L’usage d’exemples facilite la compréhension, mais attention, il faut rester relativement modeste parce qu’une série d’exemples n’arrivera jamais à couvrir la totalité des besoins. En raison de sa complexité, l’assurance emprunteur nécessitera toujours la présence d’un conseiller pour expliquer les garanties et comprendre les attentes de chaque client. Et ce sujet de la lisibilité des offres aide à développer la concurrence.
Est-ce que la résiliation à tout moment contribue elle aussi à amplifier la concurrence ?
J’aurais tendance à dire qu’une résiliation une fois par an avec une très bonne information trois mois avant la date anniversaire aurait été déjà très bien. Pouvoir résilier à tout moment va créer des complexités et de l’incertitude technique chez les opérateurs d’assurance.
À titre personnel, je trouve que l’instantanéité du monde actuel, avec tous les outils digitaux associés, est très bien. Mais l’assurance – surtout en couverture d’opérations immobilières – relève d’une opération à long terme alors l’assureur doit pouvoir bien gérer ses provisions dans la durée. Ce qui sera moins le cas avec la résiliation à tout moment.
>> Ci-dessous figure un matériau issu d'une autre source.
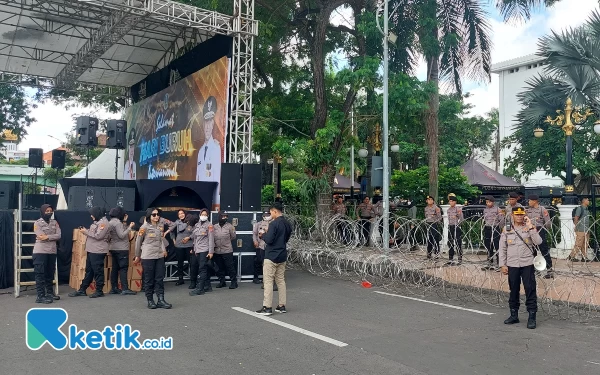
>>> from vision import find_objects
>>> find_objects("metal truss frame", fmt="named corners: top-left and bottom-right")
top-left (0, 0), bottom-right (258, 163)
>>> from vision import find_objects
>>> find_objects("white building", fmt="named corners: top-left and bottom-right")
top-left (0, 130), bottom-right (29, 160)
top-left (492, 55), bottom-right (563, 186)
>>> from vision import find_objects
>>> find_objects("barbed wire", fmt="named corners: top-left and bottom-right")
top-left (286, 213), bottom-right (600, 322)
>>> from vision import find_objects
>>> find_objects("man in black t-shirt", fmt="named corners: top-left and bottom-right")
top-left (257, 202), bottom-right (292, 315)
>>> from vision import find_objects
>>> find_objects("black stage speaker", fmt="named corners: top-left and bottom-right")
top-left (0, 181), bottom-right (19, 210)
top-left (102, 187), bottom-right (135, 212)
top-left (67, 186), bottom-right (101, 211)
top-left (106, 120), bottom-right (127, 150)
top-left (29, 148), bottom-right (44, 168)
top-left (52, 150), bottom-right (67, 169)
top-left (220, 163), bottom-right (241, 211)
top-left (75, 116), bottom-right (98, 146)
top-left (240, 164), bottom-right (261, 212)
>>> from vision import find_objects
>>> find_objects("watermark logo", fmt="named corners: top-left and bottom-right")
top-left (25, 308), bottom-right (173, 350)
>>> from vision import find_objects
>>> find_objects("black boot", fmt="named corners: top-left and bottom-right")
top-left (527, 312), bottom-right (537, 329)
top-left (46, 286), bottom-right (60, 301)
top-left (69, 290), bottom-right (87, 297)
top-left (156, 294), bottom-right (173, 309)
top-left (190, 281), bottom-right (204, 296)
top-left (504, 309), bottom-right (519, 324)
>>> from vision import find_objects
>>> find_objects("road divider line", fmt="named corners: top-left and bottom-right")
top-left (374, 290), bottom-right (494, 315)
top-left (232, 307), bottom-right (348, 348)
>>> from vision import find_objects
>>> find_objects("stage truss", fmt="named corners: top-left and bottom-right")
top-left (0, 0), bottom-right (258, 163)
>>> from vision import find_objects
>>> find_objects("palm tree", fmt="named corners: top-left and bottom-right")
top-left (384, 0), bottom-right (559, 203)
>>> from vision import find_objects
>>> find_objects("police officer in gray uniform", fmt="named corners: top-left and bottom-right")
top-left (108, 207), bottom-right (137, 295)
top-left (69, 207), bottom-right (110, 298)
top-left (525, 194), bottom-right (554, 279)
top-left (133, 207), bottom-right (172, 310)
top-left (188, 208), bottom-right (215, 296)
top-left (500, 207), bottom-right (542, 329)
top-left (214, 211), bottom-right (238, 289)
top-left (33, 204), bottom-right (61, 304)
top-left (481, 195), bottom-right (506, 272)
top-left (425, 195), bottom-right (442, 259)
top-left (447, 196), bottom-right (464, 265)
top-left (165, 210), bottom-right (192, 289)
top-left (252, 211), bottom-right (271, 284)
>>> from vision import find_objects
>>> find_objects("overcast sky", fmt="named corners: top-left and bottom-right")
top-left (20, 0), bottom-right (598, 151)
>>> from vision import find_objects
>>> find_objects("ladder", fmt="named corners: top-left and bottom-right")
top-left (13, 192), bottom-right (58, 298)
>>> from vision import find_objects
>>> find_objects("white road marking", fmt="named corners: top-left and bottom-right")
top-left (374, 290), bottom-right (494, 315)
top-left (232, 307), bottom-right (348, 348)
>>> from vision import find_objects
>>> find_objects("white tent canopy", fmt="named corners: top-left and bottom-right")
top-left (56, 149), bottom-right (124, 210)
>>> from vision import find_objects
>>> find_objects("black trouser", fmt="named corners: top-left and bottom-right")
top-left (360, 219), bottom-right (371, 246)
top-left (448, 225), bottom-right (462, 261)
top-left (142, 257), bottom-right (165, 298)
top-left (254, 248), bottom-right (265, 279)
top-left (537, 227), bottom-right (552, 269)
top-left (188, 249), bottom-right (199, 285)
top-left (483, 226), bottom-right (500, 265)
top-left (79, 253), bottom-right (106, 293)
top-left (508, 265), bottom-right (537, 312)
top-left (33, 254), bottom-right (56, 297)
top-left (175, 247), bottom-right (193, 280)
top-left (197, 252), bottom-right (209, 288)
top-left (213, 253), bottom-right (237, 281)
top-left (427, 223), bottom-right (440, 258)
top-left (110, 250), bottom-right (129, 290)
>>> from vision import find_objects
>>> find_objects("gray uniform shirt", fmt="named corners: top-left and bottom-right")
top-left (252, 220), bottom-right (269, 250)
top-left (169, 219), bottom-right (194, 248)
top-left (85, 217), bottom-right (110, 254)
top-left (190, 221), bottom-right (215, 254)
top-left (425, 204), bottom-right (442, 223)
top-left (448, 206), bottom-right (464, 225)
top-left (498, 225), bottom-right (542, 267)
top-left (525, 206), bottom-right (552, 229)
top-left (483, 206), bottom-right (505, 227)
top-left (135, 223), bottom-right (165, 259)
top-left (108, 217), bottom-right (131, 251)
top-left (33, 218), bottom-right (61, 254)
top-left (214, 223), bottom-right (235, 254)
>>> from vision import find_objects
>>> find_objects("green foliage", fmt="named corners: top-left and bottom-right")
top-left (0, 83), bottom-right (37, 139)
top-left (390, 165), bottom-right (480, 202)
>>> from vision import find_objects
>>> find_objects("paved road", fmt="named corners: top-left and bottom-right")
top-left (0, 271), bottom-right (600, 375)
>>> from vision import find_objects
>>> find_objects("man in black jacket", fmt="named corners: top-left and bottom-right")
top-left (257, 202), bottom-right (292, 315)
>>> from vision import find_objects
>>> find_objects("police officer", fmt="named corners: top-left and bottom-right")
top-left (188, 208), bottom-right (215, 296)
top-left (500, 207), bottom-right (542, 329)
top-left (196, 96), bottom-right (221, 205)
top-left (133, 207), bottom-right (172, 310)
top-left (69, 207), bottom-right (110, 298)
top-left (356, 197), bottom-right (375, 246)
top-left (33, 204), bottom-right (61, 304)
top-left (481, 195), bottom-right (506, 271)
top-left (525, 194), bottom-right (554, 279)
top-left (425, 195), bottom-right (442, 259)
top-left (165, 210), bottom-right (197, 289)
top-left (214, 211), bottom-right (238, 289)
top-left (252, 211), bottom-right (271, 284)
top-left (108, 207), bottom-right (137, 295)
top-left (447, 195), bottom-right (464, 265)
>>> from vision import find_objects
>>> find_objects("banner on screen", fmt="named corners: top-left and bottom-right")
top-left (123, 57), bottom-right (230, 204)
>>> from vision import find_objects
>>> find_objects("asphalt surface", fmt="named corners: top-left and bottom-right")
top-left (0, 271), bottom-right (600, 375)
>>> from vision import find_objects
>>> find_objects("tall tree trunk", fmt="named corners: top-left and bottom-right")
top-left (425, 55), bottom-right (440, 202)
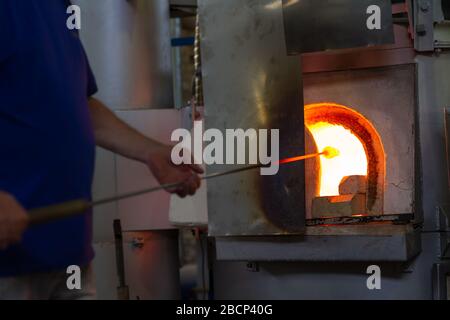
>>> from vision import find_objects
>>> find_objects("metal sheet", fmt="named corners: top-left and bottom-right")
top-left (199, 0), bottom-right (305, 236)
top-left (445, 108), bottom-right (450, 188)
top-left (216, 226), bottom-right (420, 262)
top-left (283, 0), bottom-right (394, 55)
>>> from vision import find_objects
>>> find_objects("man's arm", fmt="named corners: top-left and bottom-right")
top-left (0, 191), bottom-right (28, 250)
top-left (89, 98), bottom-right (203, 197)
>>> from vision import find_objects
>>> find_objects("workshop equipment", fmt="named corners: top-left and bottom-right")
top-left (29, 147), bottom-right (339, 225)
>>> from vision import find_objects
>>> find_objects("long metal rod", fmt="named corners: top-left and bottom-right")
top-left (29, 151), bottom-right (327, 225)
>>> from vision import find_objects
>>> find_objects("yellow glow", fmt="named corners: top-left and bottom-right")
top-left (308, 122), bottom-right (367, 196)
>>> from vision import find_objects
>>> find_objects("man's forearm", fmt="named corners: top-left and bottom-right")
top-left (89, 98), bottom-right (161, 162)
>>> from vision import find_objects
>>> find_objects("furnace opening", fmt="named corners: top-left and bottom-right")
top-left (305, 103), bottom-right (386, 216)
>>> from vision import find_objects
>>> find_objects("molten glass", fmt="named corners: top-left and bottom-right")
top-left (308, 122), bottom-right (368, 196)
top-left (322, 147), bottom-right (340, 159)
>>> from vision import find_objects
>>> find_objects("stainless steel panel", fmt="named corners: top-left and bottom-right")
top-left (283, 0), bottom-right (394, 55)
top-left (215, 226), bottom-right (421, 262)
top-left (73, 0), bottom-right (173, 110)
top-left (445, 108), bottom-right (450, 188)
top-left (417, 53), bottom-right (450, 230)
top-left (123, 230), bottom-right (180, 300)
top-left (199, 0), bottom-right (305, 236)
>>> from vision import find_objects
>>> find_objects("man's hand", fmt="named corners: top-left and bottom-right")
top-left (89, 98), bottom-right (203, 197)
top-left (147, 145), bottom-right (203, 198)
top-left (0, 192), bottom-right (28, 250)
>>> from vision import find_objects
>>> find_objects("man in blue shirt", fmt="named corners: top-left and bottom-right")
top-left (0, 0), bottom-right (202, 299)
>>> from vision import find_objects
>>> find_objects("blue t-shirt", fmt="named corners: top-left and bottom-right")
top-left (0, 0), bottom-right (97, 276)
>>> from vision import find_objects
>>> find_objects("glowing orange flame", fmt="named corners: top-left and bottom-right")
top-left (308, 122), bottom-right (367, 196)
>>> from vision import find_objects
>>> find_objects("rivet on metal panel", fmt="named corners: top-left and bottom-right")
top-left (131, 238), bottom-right (145, 249)
top-left (246, 262), bottom-right (259, 272)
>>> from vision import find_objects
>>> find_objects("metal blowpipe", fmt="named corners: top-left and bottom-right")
top-left (29, 147), bottom-right (339, 225)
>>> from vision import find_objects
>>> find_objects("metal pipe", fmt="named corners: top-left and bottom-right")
top-left (29, 147), bottom-right (339, 225)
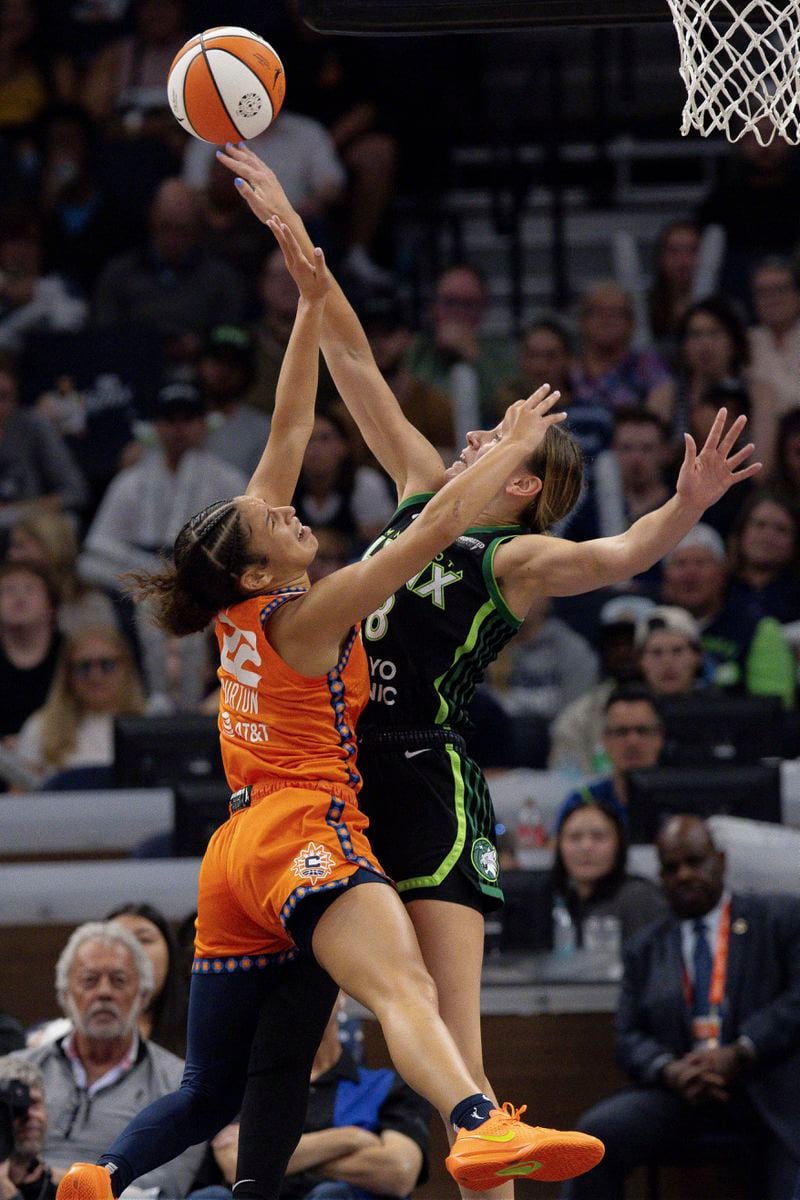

Et sur le questionnaire de santé : quelle est votre position ?
Sur la question de la sélection médicale, je trouve qu’il y a des progrès à faire malgré les avancées des dernières années. Il y a un vrai besoin, et il fallait vraiment bien réfléchir avant d’étendre à tout le monde les emprunts de moins de 200 000 euros. Pour autant, techniquement, il faut mettre des garde-fous pour gérer ce risque, qu’il est difficile d’apprécier a priori.
Les seuls contrats d’assurance qui avaient supprimé à grande échelle la sélection médicale jusqu’à présent étaient ceux de la prévoyance pour les salariés en entreprise : même s’il y a des antécédents médicaux, les salariés sont couverts quand ils intègrent l’entreprise. C’est possible, car le groupe assuré est homogène. Ce n’est pas le cas de l’assurance emprunteur ouverte à tout assuré a priori.
La suppression de la sélection médicale, socialement souhaitable, nécessite la réalisation d’études spécifiques pour respecter les équilibres techniques et financiers à partir d’analyses affinées de données médicales de manière anonyme. Dans le même temps, les dispositions qui étendent le droit à l’oubli et pas uniquement à certaines pathologies constituent une réelle avancée sociale indispensable.
Vous évoquez le traitement des datas, est-ce que le digital constitue un élément concurrentiel et différenciant pour un nouvel acteur ?
Le digital crée une différence dans le parcours client. En réalité, il n’est pas possible de tout faire en digital. certains clients ont encore besoin d’une personne pour expliquer le contrat, ses garanties et ses exclusions notamment,compte tenu de la complexité du produit. D’un point de vue interne aux assureurs, je pense qu’ils sont complètement adaptés au numérique des phases de souscription au règlement des sinistres, en passant par la gestion de la fraude. Bien sûr, il y a des marges d’amélioration, mais c’est un sujet qui avance vite.